# Circumference of a Circle

## Circumference Calculator

The following calculator finds the circumference based on the radius of a circle. The π value being used in rounded to 3.14. Type the value in the radius field and press the '»' button.

 radius: circumference:

The smallest distance around the circle is called circumference and it can be calculated if the radius is known. The popular equation requires the diameter to be known, which in turn in always double the radius. Therefore the calculation is always an equation with one unknown: circumference = 2 * π * radius
π = 3.14

## Calculation Background

Solving the mathematical equation is usually the solution to most of the problems faced by the math students. However in the real life other practical methods exist to find the circumference of a circle. Imagine finding yourself in the need of calculating the circumference of a circular ring. Obviously it would be difficult to find the exact radius or diameter of such and object. In this case the simple solution is to make a mark on the ring and place it so that the mark touches the floor. Then we place another mark on the floor in the exact place where we have the mark on the ring. Next it is enough to roll the ring to the point when in makes the full revolution and the mark ends directly on the floor again. We make another mark in that place on the floor. Now we can simply calculate the distance between the two marks on the floor using simple tape measure. This distance will be equal to the circumference of the given ring. Rolling the ring we have to make sure the ring does not slide as this would falsify the result of the measurement.
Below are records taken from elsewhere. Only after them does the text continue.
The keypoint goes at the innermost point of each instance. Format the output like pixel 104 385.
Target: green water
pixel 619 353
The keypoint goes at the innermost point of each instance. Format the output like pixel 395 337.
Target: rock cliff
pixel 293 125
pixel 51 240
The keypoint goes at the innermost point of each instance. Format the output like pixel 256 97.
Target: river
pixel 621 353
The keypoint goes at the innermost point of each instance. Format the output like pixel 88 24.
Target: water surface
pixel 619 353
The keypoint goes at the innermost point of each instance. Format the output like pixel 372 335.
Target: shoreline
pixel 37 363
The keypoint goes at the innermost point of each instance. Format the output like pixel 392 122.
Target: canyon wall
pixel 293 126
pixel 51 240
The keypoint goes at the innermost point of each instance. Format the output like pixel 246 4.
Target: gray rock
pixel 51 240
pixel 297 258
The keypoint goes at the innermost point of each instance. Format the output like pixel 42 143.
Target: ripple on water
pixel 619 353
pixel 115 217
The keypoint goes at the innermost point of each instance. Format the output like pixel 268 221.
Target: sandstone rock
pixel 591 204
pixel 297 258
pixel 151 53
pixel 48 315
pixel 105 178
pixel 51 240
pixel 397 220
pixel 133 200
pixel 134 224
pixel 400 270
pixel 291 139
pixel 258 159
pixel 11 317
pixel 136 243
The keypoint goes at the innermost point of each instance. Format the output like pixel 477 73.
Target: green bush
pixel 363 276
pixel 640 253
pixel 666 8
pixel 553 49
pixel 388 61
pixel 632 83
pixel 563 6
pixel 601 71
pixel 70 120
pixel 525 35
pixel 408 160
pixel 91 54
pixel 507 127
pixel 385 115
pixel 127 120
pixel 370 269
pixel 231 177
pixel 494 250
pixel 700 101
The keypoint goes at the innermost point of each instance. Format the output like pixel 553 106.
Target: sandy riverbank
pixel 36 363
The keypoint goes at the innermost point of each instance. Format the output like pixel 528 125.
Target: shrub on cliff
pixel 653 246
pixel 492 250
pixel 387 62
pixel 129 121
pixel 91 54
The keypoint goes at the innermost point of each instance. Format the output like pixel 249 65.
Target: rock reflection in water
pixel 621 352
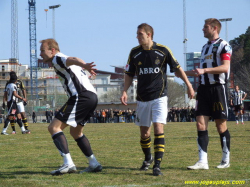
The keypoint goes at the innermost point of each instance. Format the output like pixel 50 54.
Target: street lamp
pixel 225 20
pixel 53 19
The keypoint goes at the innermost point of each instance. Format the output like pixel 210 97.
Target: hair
pixel 52 43
pixel 214 22
pixel 147 28
pixel 12 73
pixel 13 78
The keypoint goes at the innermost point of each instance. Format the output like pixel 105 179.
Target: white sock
pixel 67 159
pixel 225 151
pixel 202 156
pixel 92 161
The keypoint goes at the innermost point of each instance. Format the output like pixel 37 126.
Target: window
pixel 104 81
pixel 190 68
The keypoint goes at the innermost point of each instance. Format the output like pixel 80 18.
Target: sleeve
pixel 22 87
pixel 130 67
pixel 226 52
pixel 171 61
pixel 5 86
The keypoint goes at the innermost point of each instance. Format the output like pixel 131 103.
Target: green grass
pixel 26 160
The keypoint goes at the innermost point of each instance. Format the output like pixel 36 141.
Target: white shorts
pixel 20 107
pixel 155 111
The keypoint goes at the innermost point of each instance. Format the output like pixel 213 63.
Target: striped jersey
pixel 212 54
pixel 237 96
pixel 20 87
pixel 73 78
pixel 150 67
pixel 10 88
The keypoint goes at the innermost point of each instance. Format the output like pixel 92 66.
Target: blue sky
pixel 104 31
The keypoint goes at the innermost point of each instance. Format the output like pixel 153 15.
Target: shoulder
pixel 136 49
pixel 163 47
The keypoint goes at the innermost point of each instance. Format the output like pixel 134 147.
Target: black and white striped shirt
pixel 211 57
pixel 237 96
pixel 73 78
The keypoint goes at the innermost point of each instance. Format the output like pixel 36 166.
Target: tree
pixel 112 95
pixel 240 60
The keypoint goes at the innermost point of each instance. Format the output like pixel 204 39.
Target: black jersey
pixel 20 88
pixel 237 96
pixel 150 67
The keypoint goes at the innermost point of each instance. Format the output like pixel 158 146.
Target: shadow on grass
pixel 12 175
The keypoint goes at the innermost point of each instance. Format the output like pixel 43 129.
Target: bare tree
pixel 176 94
pixel 112 95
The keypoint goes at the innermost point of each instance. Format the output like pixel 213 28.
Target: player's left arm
pixel 180 73
pixel 245 95
pixel 223 68
pixel 225 56
pixel 79 62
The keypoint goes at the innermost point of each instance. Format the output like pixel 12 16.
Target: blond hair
pixel 214 23
pixel 52 43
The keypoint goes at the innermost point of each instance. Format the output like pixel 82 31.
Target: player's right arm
pixel 127 82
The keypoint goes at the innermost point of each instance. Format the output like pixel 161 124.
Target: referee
pixel 77 110
pixel 211 99
pixel 237 97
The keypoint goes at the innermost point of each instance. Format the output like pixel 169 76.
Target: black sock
pixel 225 134
pixel 6 123
pixel 61 143
pixel 12 123
pixel 84 145
pixel 145 145
pixel 25 123
pixel 19 122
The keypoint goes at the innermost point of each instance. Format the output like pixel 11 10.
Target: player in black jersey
pixel 237 97
pixel 11 95
pixel 211 99
pixel 21 105
pixel 148 62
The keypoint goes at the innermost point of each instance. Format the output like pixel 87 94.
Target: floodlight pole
pixel 226 20
pixel 53 19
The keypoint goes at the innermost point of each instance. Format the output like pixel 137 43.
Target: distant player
pixel 20 104
pixel 149 62
pixel 211 98
pixel 237 97
pixel 11 95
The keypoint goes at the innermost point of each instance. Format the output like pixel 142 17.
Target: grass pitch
pixel 26 160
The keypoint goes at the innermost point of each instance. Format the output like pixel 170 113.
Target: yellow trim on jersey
pixel 167 49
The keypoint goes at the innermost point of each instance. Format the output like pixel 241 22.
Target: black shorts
pixel 238 108
pixel 12 108
pixel 212 101
pixel 78 109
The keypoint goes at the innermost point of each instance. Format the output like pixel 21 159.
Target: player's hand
pixel 124 98
pixel 190 92
pixel 3 106
pixel 90 68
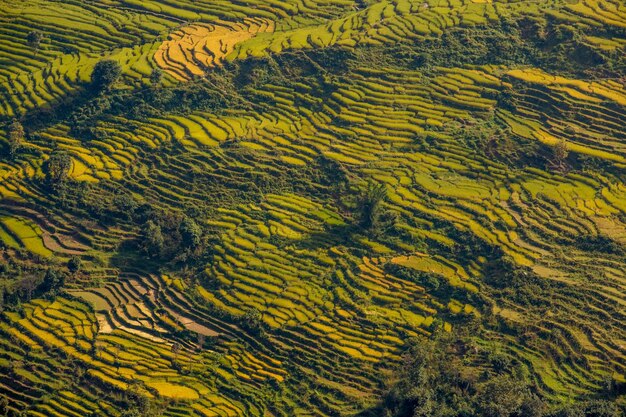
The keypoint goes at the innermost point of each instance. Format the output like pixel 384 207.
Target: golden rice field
pixel 266 123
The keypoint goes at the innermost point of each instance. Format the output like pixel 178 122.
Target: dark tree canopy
pixel 57 167
pixel 105 74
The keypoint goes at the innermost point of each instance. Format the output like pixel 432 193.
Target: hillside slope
pixel 226 208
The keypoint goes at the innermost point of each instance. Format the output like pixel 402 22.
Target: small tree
pixel 153 240
pixel 191 233
pixel 57 167
pixel 74 264
pixel 156 76
pixel 34 39
pixel 16 137
pixel 105 74
pixel 53 280
pixel 369 205
pixel 559 155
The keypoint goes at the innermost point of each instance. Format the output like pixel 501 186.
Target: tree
pixel 16 137
pixel 153 240
pixel 34 39
pixel 57 167
pixel 369 204
pixel 74 264
pixel 559 155
pixel 191 233
pixel 156 76
pixel 105 74
pixel 53 280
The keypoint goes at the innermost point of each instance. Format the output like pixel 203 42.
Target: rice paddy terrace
pixel 361 174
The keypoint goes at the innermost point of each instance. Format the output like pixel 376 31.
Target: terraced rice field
pixel 291 306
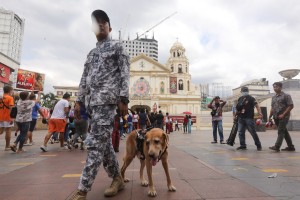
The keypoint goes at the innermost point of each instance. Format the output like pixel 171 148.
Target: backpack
pixel 13 112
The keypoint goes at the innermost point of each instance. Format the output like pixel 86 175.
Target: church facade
pixel 168 88
pixel 154 86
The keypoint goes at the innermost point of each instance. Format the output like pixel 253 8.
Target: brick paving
pixel 198 169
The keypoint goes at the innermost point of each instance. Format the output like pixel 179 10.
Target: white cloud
pixel 225 41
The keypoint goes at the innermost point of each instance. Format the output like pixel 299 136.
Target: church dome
pixel 177 46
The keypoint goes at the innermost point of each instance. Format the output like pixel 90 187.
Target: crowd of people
pixel 101 110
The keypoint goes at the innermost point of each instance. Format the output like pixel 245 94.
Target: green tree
pixel 48 100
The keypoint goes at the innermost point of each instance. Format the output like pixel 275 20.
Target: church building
pixel 168 88
pixel 154 86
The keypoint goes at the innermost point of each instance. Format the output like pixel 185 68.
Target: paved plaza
pixel 199 170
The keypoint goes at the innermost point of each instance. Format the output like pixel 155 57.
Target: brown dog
pixel 155 149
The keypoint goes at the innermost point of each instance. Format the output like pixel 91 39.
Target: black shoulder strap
pixel 4 104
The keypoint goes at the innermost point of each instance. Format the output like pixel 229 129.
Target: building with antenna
pixel 148 47
pixel 11 39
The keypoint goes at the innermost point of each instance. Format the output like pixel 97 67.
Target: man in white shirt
pixel 57 122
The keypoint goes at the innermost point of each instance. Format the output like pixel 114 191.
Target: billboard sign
pixel 28 80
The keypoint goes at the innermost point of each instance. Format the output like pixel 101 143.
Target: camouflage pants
pixel 99 147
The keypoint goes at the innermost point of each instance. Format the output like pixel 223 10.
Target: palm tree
pixel 48 100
There are plenty of real life situations when this sort of calculation comes handy. The simple example is how you could figure out how much wrapping paper is needed to wrap some circular object: a bottle, a rolled slipping bag. Or how long of a ribbon you need to put around a football. Understanding the principle of calculating the circumference of a circle is crucial to comprehend how speedometers work, whether it is in a car or in a bicycle. If you are a little bit of a handyman you might in the past mounted a speedometer on your bike. You may remember that it is always necessary to make a basic setup so that the device shows the speed correctly. Usually except from attaching the device to the crossbar it is required to select the size of the bike’s wheel. This size is typically indicated on the tire itself in some sort of standardized notation. This notation obviously carries the huge significance to the digital meter as it will be used to calculate what is the distance the bike covers with one wheel revolution. The sensor on the crossbar detect every full revolution and send in to the meter that additionally keeps time. Knowing the distance that has been covered and the time it took the meter calculates the speed using the simple equation: speed = distance / time. If we take the distance in miles and time in hours we will get the speed in MPH.

An interesting observation is that if the diameter of a circle is equal 1, its circumference is exactly the π value, namely 3.14.

Let’s have a look at several examples of the formula application. The following two simple exercises put the theory in the practical use and hopefully will help to clear any uncertainty that you still may have.

### Exercise 1: Calculate the circumference of a circle with a radius of 4 inch.

Solution: Using the standard equation the circumference is calculated in the following manner:

circumference = 2 * π * radius

Let’s replace the variables with the values:

radius = 4
π = 3.14 (the value has been approximated to two decimal digits)
circumference = 2 * 3.14 * 4
circumference = 25.12 inch

Therefore using the usual equation we have calculated the result of the exercise to be 25.12 inches. Obviously the result is always in the same units as the radius is given; the radius has been given in inches so the result is expressed in inches as well. If the radius was expressed in meters the result will be in meters and so on. ### Exercise 2: The circumference of a circle equals 10 meters. How long is the diameter of that circle?

Solution: Solving this exercise requires to turn the equation around as the circumference is the known factor while the diameter is the unknown we need to find. As it has been said before the diameter is double the length the radius. Therefore we will use the following two equations to solve the exercise:

circumference = 2 * π * radius
diameter = 2 * radius

We can see that both equations contains 2 * radius. Therefore using the fact that 2 * radius equals the diameter from the second equation we can substitute that part in the first equation to achieve:

circumference = π * diameter

Because it is the diameter we are searching for we need to transform the equation to:

diameter = circumference ÷ π

Let’s replace the variable with the known values:

diameter = 10 ÷ 3.14
diameter = 3.18 m (approximated to 2 decimal places) Transforming the original equation we calculated that the diameter of the circle with circumference of 10 meters is 3.18 meters. Obviously knowing that we can easily find the radius of that circle as it is exactly a half of its diameter: 1.59 meters.

As you can see from the given examples calculating circumference of a circle is a pretty simple task as it requires only a straightforward multiplication. The only uncertainty may arise with regards to the π value, as not being able to use the exact value we always have to use some sort of its approximation. However in most of the appliances rounding the value to 3.14 is sufficient.